An app to create a storybook/flipbook using LLM and stable diffusion models. You tell it a rough story and it will generate a story with illustrations.
This project uses an LLM to generate a story and a diffusion model to generate image illustrations. It's a very simplified use case of AI models to demonstrate how easy it is to integrate CloudFlare AI on apps. This project uses two models,
@hf/thebloke/mistral-7b-instruct-v0.1-awq to generate the story and extracting a suitable illustration description
@cf/stabilityai/stable-diffusion-xl-base-1.0 to generate the illustration
This is not the first time I worked with CloudFlare Workers, but this is the first time I tried the Workers AI services. I have to say the models are plenty and the inference time is quite fast too. With easy integration using Cloudflare AI SDK and easy deployment using wrangler, my experience with developing this app has been really fun.
The idea behind this app is to create a “benchmark” how easy it is to use CloudFlare AI compared to other services? So, I created the simplest app possible I can imagine, (1) create stories using LLM and (2) create illustrations using those stories.
To achieve this, I used two AI models:
Multiple Models
Text Generation: @hf/thebloke/mistral-7b-instruct-v0.1-awq to generate the story and extracting a suitable illustration description.

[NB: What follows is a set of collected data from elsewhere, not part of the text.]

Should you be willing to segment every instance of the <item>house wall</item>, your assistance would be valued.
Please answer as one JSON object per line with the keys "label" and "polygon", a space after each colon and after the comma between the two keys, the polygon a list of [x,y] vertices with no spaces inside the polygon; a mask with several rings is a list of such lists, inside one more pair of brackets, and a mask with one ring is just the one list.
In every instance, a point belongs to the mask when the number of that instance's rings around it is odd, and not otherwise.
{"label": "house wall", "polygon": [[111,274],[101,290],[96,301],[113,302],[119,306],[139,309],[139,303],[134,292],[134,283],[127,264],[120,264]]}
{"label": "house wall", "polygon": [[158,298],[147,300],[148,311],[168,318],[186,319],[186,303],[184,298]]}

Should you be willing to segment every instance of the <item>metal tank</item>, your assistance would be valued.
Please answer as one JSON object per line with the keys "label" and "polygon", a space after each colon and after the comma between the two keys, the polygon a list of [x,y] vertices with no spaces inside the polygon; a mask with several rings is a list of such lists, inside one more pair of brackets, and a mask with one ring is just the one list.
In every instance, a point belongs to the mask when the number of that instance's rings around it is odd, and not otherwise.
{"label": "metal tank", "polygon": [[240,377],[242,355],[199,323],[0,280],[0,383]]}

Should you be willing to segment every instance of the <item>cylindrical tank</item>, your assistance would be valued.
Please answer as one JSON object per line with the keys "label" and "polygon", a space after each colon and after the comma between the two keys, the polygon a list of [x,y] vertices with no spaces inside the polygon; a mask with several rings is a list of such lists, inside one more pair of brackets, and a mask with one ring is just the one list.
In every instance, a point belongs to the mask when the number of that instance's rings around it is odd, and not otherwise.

Text-to-Image: @cf/stabilityai/stable-diffusion-xl-base-1.0 to generate the illustration
I built the web app using Vite, React, and Mantine and the backend using CloudFlare Page Functions. Overall, the creation and integration process was smooth and I couldn’t appreciate enough how wrangler makes it easy to deploy the web app.
What I Learned
The CloudFlare platform has grown into a much larger and complete ecosystem, offering developers a complete set of tools to build and scale their apps. With great developer experience offered by wrangler, developing apps using CloudFlare is really a bliss.
However, I also faced some limitation with the Mistral model, which are the limited number of tokens. Sometimes the generated stories are incomplete, but we can solve this by tuning the prompt to include the maximum number of sentences per story.
Another room for improvement is to implement story continuation, in case the previous response is incomplete or trying different art style to make the illustration more appealing.